I had to sympathise. He had just left junior school, a big Edward-shark in a little pond, and arrived at secondary school a tiny Edward-minnow in an ocean of hormonal, broad-shouldered piranhas with shirts hanging out and knees at his eye level. Obviously sharp, he’d worked out that he was going to be a nobody, someone that got shoved in corridors and mistaken for all other blond Year 7 boys.

He was right. That’s what can happen at secondary school. You get submerged, and unless you make some kind of fuss you may never get talked to again for more than 30 seconds by anyone except your peers. The form tutor is busy sorting out the musical prodigies and sports champions on the one hand and the serial truants and graffiti artists on the other, all of whom do a grand job of creating an identity. The subject teachers are bravely juggling the gifted and talented and the coursework-dodgers. But you? You just beaver away in the corner, give in the homework and keep your tie the regulation length, but no one will acknowledge you, let alone call you Rodney on request.

Another teacher told me I should get eye contact with every student at least once each lesson, just to say, ”‘I know you’re there.” I’ve tried it, and it helps, except that sometimes with a big class I must look as if I’ve been watching Wimbledon too long. But it seems a poor substitute for real one-to one interaction, something more than a rushed word as I race to the next lesson.

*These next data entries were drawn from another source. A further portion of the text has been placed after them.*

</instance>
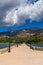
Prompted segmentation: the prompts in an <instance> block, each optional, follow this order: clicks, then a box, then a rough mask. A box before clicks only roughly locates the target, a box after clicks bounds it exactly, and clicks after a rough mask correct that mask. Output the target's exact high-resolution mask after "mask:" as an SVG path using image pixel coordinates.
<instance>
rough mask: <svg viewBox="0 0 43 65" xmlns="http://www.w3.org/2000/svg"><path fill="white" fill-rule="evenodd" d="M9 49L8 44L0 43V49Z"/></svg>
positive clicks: (4, 43) (12, 43)
mask: <svg viewBox="0 0 43 65" xmlns="http://www.w3.org/2000/svg"><path fill="white" fill-rule="evenodd" d="M16 45H17V44H14V43H10V46H16ZM7 47H9V44H8V43H0V49H3V48H7Z"/></svg>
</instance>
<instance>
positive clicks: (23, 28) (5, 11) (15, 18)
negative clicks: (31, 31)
mask: <svg viewBox="0 0 43 65" xmlns="http://www.w3.org/2000/svg"><path fill="white" fill-rule="evenodd" d="M32 27H38V28H43V0H0V32H4V31H7V30H9V29H10V28H11V29H12V30H19V29H24V28H32Z"/></svg>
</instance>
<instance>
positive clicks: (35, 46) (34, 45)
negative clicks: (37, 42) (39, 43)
mask: <svg viewBox="0 0 43 65" xmlns="http://www.w3.org/2000/svg"><path fill="white" fill-rule="evenodd" d="M31 46H35V47H43V44H41V43H40V44H37V43H34V44H31Z"/></svg>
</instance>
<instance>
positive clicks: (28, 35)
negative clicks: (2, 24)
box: [0, 28, 43, 38]
mask: <svg viewBox="0 0 43 65" xmlns="http://www.w3.org/2000/svg"><path fill="white" fill-rule="evenodd" d="M35 33H38V34H39V33H40V35H41V36H43V29H40V28H26V29H22V30H15V31H10V33H9V32H0V35H7V36H9V35H10V36H17V37H23V38H25V37H28V36H31V35H34V34H35Z"/></svg>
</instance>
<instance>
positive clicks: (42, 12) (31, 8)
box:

Edward, ironically, made his mark with me the day he asked to be Rodney. He’s a nascent Charles Dickens, too, and carving out a nice little profile for himself that way. But he could easily have chosen another route, although anyone who voluntarily chose to be called Rodney probably never was going to threaten teachers with blunt instruments to get noticed.

Sometimes, though, even the Rodneys take desperate measures, and that’s something none of us can afford to ignore.